« Le Voyage de Chihiro » : décryptage d’un chef d'œuvre à l’occasion de son 20ème anniversaire

Culture Anime

L’année 2021 a célébré les 20 ans de la sortie du Voyage de Chihiro, de Miyazaki Hayao, et l’attrait de ce film n’a pas faibli depuis. Après avoir régné pendant des années au sommet du box-office japonais, il a suscité un regain d’intérêt quand cette place lui a été ravie par l’anime Demon Slayer : le Train de l’infini, fin 2020. Décryptons la profondeur de ce chef d'œuvre plébiscité dans le monde entier, notamment sous l’angle des croyances spirituelles au Japon.

Pourquoi Chihiro devient-elle « Sen » ?

Le titre original du film est Sen to Chihiro no kamikakushi, c’est-à-dire, littéralement : « Sen et la dissimulation par les dieux de Chihiro ». Pourquoi ce titre ?

Le personnage principal du film est une fillette âgée de 10 ans et prénommée Chihiro. Si l’on en croit Miyazaki Hayao lui-même, il aurait choisi ce nom pour traduire la solidité et la force des filles de 10 ans d’aujourd’hui.

À titre de complément d’explication, nous remarquons très vite que Chihiro est la fille d’un couple de la classe moyenne aisée : ils roulent en Audi, les sacs en papier de leurs courses sont ceux de chaînes de supermarché haut de gamme et nous savons qu’ils viennent d’acheter une maison individuelle en grande banlieue, à un âge relativement jeune. Les parents de Chihiro, et Chihiro elle-même, se montrent individualistes, peu portés sur l’expression traditionnelle du respect, ils suivent leurs désirs sans complexe. Des Japonais typiques de l’époque de la prospérité économique, ignorants de la culture spirituelle traditionnelle.

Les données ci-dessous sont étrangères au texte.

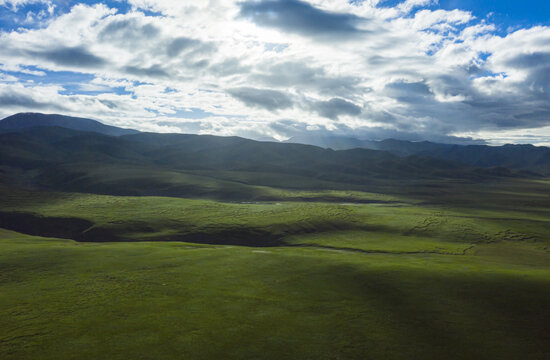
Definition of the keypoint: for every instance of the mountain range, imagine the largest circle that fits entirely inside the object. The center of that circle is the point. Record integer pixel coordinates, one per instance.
(74, 154)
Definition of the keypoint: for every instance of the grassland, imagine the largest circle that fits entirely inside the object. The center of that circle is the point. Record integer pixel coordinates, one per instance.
(447, 271)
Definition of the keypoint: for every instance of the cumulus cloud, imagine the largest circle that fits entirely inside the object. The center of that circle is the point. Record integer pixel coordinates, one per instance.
(267, 99)
(300, 17)
(276, 68)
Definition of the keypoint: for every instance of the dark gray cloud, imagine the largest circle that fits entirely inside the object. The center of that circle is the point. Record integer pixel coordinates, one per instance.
(70, 56)
(128, 31)
(299, 74)
(262, 98)
(299, 17)
(154, 71)
(524, 61)
(229, 67)
(335, 107)
(176, 46)
(409, 92)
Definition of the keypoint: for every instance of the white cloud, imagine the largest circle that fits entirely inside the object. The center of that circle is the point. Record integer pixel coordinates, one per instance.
(405, 68)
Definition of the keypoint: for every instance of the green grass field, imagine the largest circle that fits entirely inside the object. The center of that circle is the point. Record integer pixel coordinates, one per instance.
(460, 273)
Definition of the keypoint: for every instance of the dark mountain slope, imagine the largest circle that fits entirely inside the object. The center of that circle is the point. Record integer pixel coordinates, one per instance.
(519, 157)
(22, 121)
(171, 164)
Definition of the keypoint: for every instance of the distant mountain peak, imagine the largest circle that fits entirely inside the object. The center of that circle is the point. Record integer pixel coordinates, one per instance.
(22, 121)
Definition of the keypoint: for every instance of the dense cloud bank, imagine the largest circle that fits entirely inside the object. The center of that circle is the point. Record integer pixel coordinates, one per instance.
(280, 68)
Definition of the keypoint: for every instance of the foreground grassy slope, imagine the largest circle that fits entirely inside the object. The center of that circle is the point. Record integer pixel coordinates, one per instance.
(61, 299)
(450, 271)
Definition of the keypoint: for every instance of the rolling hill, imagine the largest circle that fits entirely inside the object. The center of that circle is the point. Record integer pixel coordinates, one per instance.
(519, 157)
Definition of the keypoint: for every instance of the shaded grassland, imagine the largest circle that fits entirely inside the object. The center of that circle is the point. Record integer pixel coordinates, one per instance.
(461, 272)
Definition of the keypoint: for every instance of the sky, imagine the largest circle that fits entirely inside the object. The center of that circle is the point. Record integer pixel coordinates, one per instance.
(454, 71)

© 2001 Studio Ghibli • NDDTM
Chihiro © 2001 Studio Ghibli • NDDTM

Au cours de l’histoire, « Chihiro » devient « Sen », à partir du moment où son nom lui est retiré par Yubaba, la patronne de l’auberge Aburaya. « Sen » veut dire « 1 000 », c’est le même caractère que « Chi » dans « Chihiro », simplement prononcé différemment. En lui prenant son nom et en l’amputant de son sens, Yubaba met Chihiro sous sa domination.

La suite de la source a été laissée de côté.